Pontianak (Kemenag) – Kementerian Agama Kota Pontianak menegaskan pentingnya kolaborasi antara Forum Kerukunan Umat Beragama (FKUB) dan pemerintah daerah sebagai fondasi utama menjaga keharmonisan dan stabilitas kehidupan beragama di Kota Pontianak.
Penegasan ini disampaikan dalam kegiatan diskusi bertema peran FKUB dan pemerintah yang berlangsung di Hotel Borneo Pontianak pada Rabu (10/12/2025).
Kegiatan dihadiri oleh Ketua DPRD Kota Pontianak Satarudin, perwakilan Kesbangpol Kota Pontianak, Ketua FKUB Kota Pontianak KH. Abdul Syukur beserta jajaran, serta penyuluh agama se-Kota Pontianak.
Dua narasumber utama turut hadir memberikan materi, yaitu Kepala Kantor Kemenag Kota Pontianak Ruslan dan Kepala Bidang Politik Dalam negeri dan Organisasi Kemasyarakatan Kesbangpol Nur Radiyanti.
Ketua FKUB Kota Pontianak KH. Abdul Syukur dalam sambutannya menegaskan bahwa FKUB merupakan wadah bersama yang beranggotakan pengurus dan IPARI dari enam kelompok agama.
“Tugas kami bukan hanya melayani laporan konflik. Kadang kami harus turun langsung ke lapangan untuk mencegah potensi gesekan yang mungkin muncul,” ujarnya.
Ia juga menyampaikan harapan agar Pemerintah Kota Pontianak dan DPRD dapat mendukung baik secara moril maupun finansial, agar upaya menjaga kerukunan dapat berjalan maksimal.
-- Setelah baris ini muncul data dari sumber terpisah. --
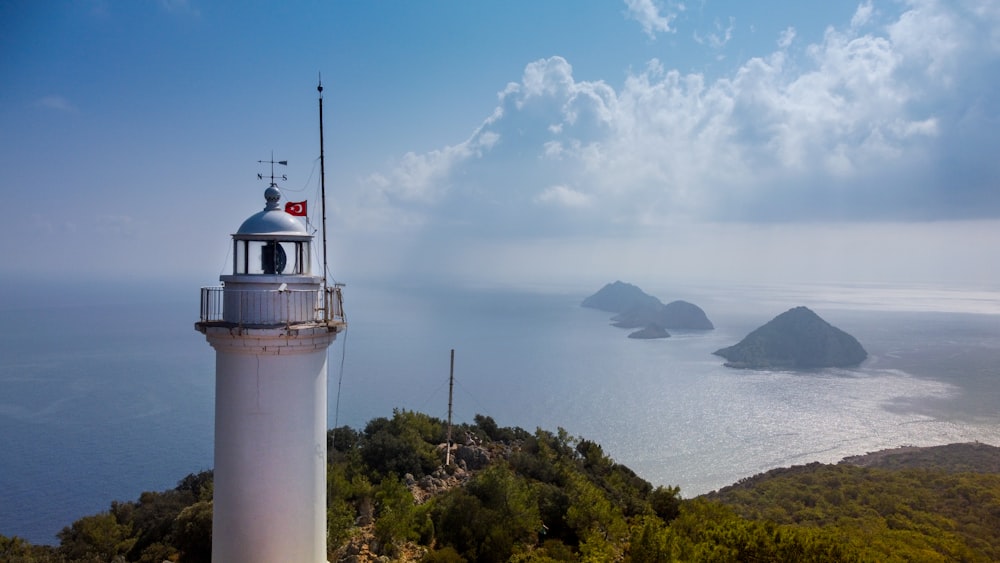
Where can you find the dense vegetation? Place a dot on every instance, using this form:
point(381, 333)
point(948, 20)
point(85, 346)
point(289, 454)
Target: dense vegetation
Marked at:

Sesi diskusi dipandu oleh Wakil Ketua I FKUB Hadryatus Mentili, yang kemudian memberikan kesempatan kepada narasumber pertama, Nur Radiyanti, untuk memaparkan dukungan kebijakan daerah dalam penguatan harmonisasi sosial.
Materi dilanjutkan oleh Kepala Kemenag Kota Pontianak Ruslan yang membahas empat indikator utama moderasi beragama.
Ruslan menyampaikan bahwa indikator pertama dalah komitmen kebangsaan, yaitu kesadaran untuk menaati konstitusi dan memahami bahwa regulasi negara tidak boleh dipertentangkan dengan keyakinan pribadi.
Indikator kedua adalah toleransi, yang berarti memberikan ruang dan keamanan bagi setiap umat beragama untuk beribadah sesuai agamanya, termasuk menghormati proses pendirian rumah ibadah yang telah diatur dan dijamin oleh undang-undang.
Indikator ketiga ialah anti kekerasan, yakni memastikan bahwa setiap penyelesaian masalah dilakukan dengan pendekatan damai tanpa kekerasan karena kekerasan tidak pernah menyelesaikan persoalan.
Indikator keempat adalah akomodasi terhadap budaya lokal. Ruslan menegaskan bahwa tradisi masyarakat harus ditempatkan sebagai bagian dari identitas daerah.
“Budaya lokal seperti ronggeng, tradisi Melayu “buang-buang”, makan dalam kelambu, sampai adat Dayak seperti Naik Dango, tidak boleh dibenturkan dengan ajaran agama. Itu bagian dari adat istiadat yang harus kita pelihara,” ungkap Ruslan.
Ruslan kemudian menutup pemaparannya dengan mengutip prinsip penting dalam pemahaman keberagamaan.
“Agama memberi ruang bagi manusia mengelola urusan dunianya. Karena dalam hadis disebutkan, ‘antum a’lamu bi amri dunyakum’ kalian lebih tahu urusan dunia kalian. Maka budaya lokal harus dipahami dalam kerangka itu,” jelasnya.
Kegiatan diakhiri dengan sesi dialog interaktif antara narasumber dan penyuluh agama se-Kota Pontianak yang membahas tantangan lapangan serta penguatan strategi pengelolaan kerukunan.
Melalui kegiatan ini, Kemenag Kota Pontianak menegaskan komitmennya untuk terus memperkuat sinergi FKUB, pemerintah daerah, dan seluruh pemangku kepentingan guna memastikan Pontianak tetap menjadi kota yang damai, harmonis, dan inklusif.